The evolution of WAF and RASP
Rami McCarthy did a great post last month touching on some of the history of RASP. I thought the post was great and did a great job focusing on the competitive landscape, industry factors, and technical barriers to entry. In this post, I wanted to dig deeper into the future of both WAF and RASP in the modern era.
A new wave of appsec technology
eBPF is making things easier
Recent platform technology advancements in cloud observability (Hi, eBPF) have now made it easier for security teams and security vendors to access even more security context with which to detect threats. Instead of spending cycles finding ways to ingest more data, instrument application behavior, and update routing configuration settings, security teams and tools can now rely on largely open source technologies to deploy sensors and gather information.
For example, eBPF and Kubernetes have driven a new wave of innovation the WAF space, spawning a wave of API security companies like Impart which offer security teams deep runtime protection just by annotating a helm chart. These companies are focused on the outcome of blocking attacks via the network, innovating in how they ingest and use additional context from runtime and from the developer lifecycle to better inform network blocking and rate limiting decisions. The innovation frontier in this space is pushing the limits of network based blocking to be able to utilize the smarts and context of eBPF based detections, while maintaining the proven reliability and predictability of a WAF.
Similarly, eBPF has also driven a refresh of the RASP market, with a new generation of ADR companies promising the same outcomes as RASP (host based blocking) except with easier to install instrumentation methods such as eBPF which can also be installed through annotations in a helm chart. They frontier of innovation in this space will be to evolve the RASP approach into something that is easier to install, maintain, and troubleshoot for both security and engineering teams.

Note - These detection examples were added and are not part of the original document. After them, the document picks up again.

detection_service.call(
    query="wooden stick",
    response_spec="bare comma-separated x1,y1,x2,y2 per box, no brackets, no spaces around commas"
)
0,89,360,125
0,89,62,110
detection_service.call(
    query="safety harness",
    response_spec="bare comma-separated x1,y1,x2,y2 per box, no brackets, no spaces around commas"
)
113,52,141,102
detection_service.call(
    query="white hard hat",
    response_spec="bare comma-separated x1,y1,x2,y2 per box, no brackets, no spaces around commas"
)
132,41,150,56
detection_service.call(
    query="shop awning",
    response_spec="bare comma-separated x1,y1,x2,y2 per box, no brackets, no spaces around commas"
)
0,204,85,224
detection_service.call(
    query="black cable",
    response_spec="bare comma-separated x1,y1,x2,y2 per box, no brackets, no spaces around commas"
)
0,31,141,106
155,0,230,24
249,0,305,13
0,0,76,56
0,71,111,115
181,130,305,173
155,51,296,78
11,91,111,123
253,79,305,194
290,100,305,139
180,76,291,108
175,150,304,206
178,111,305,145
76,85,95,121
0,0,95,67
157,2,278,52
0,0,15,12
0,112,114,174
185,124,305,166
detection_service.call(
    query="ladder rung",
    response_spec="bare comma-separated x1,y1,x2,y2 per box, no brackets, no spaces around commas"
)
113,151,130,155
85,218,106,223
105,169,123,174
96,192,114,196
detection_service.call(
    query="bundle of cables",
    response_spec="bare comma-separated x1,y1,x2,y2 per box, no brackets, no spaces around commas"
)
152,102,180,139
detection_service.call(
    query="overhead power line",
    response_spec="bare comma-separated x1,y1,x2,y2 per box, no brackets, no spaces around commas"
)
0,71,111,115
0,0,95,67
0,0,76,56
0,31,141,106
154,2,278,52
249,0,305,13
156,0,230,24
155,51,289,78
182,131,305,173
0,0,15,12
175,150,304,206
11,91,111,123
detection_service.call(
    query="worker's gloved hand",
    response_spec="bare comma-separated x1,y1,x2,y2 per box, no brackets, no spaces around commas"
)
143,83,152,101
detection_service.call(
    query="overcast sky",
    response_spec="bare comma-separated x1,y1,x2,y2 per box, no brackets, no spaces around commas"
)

Lastly, SAST/DAST has also been transformed by eBPF as well, with SAST/DAST scanners becoming more aware of what is happening at the network level. What this does is allow SAST/DAST tests to become more targeted and relevant, which makes the testing process more efficient for security teams. The frontier of innovation in this space is whether these test findings can be made relevant and actionable enough to improve time to remediation which has traditionally been an industry challenge with the mean time to remediate vulnerabilities being 270 days according to Dark Reading.
Convergence of Outcomes
While there are a lot of companies running towards eBPF as a core enabling technology, what still matters to security teams is the outcomes they can achieve with whatever tools they are using. And with eBPF as a whole making it easier and easier to get visibility into a wide range of application context, we are starting to see the consolidation and convergence of many of those outcomes.
For example, let's start with SAST/DAST. Though these two things are categorically different, with SAST traditionally examining source code through static testing, and DAST examining live applications through dynamic testing, they ultimately produce the same outcome, which is to "find application vulnerabilities." This is the same outcome for a security team, even though there are two categories. Similarly, WAF and RASP produce the same outcome. Though WAF is traditionally a network based security control and RASP is traditionally a host based control, both WAF and RASP produce the same outcome, which is to 'stop application attacks." Two categories, one outcome.
What we are seeing from industry analysts is that these outcomes are already being consolidated into a new platform category, ASPM, with many vendors offering both SAST and DAST functionality, as well as many other types of scanners like SCA, IAST, and secrets scanning.
On the "Stop application attacks" security outcome side, we have not yet seen Gartner consolidate these categories with a shared outcome (WAF and RASP) outcomes into a single category. We have seen some incremental changes, with WAF evolving to WAAP, as APIs become the dominant volume of internet traffic. We have also seen a revamp of the RASP concept, with RASP being reborn as ADR due to the innovations in eBPF.
It is clear that these segments have the same outcome, and so it is obvious that these two categories are going to converge in the near future. What remains to be seen is what approach is going to be the winner to solve for the security outcome of "stop application attacks," and also what is the proper classification of tools that provide this outcome? WAF/WAAP? RASP/ADR? CNAPP/CWPP? The jury is still out and there are problems with many of the existing categories - WAAPs traditionally lack the full app context, ADRs are still emerging, CNAPPs/CWPPs rely on WAFs to actually block attacks, etc.
Will the increased application context that eBPF can offer make network blocking the de-facto approach? Or will the improvements in instrumentation make host/application based blocking the new standard? Or will integrations and web-hooks with WAFs win the day?
Ultimately the winner in this market is going to be the company and the approach who can deliver the security outcome of "stop application attacks" with the highest cost for attackers, the lowest cost for security teams, and the lowest cost for engineering teams.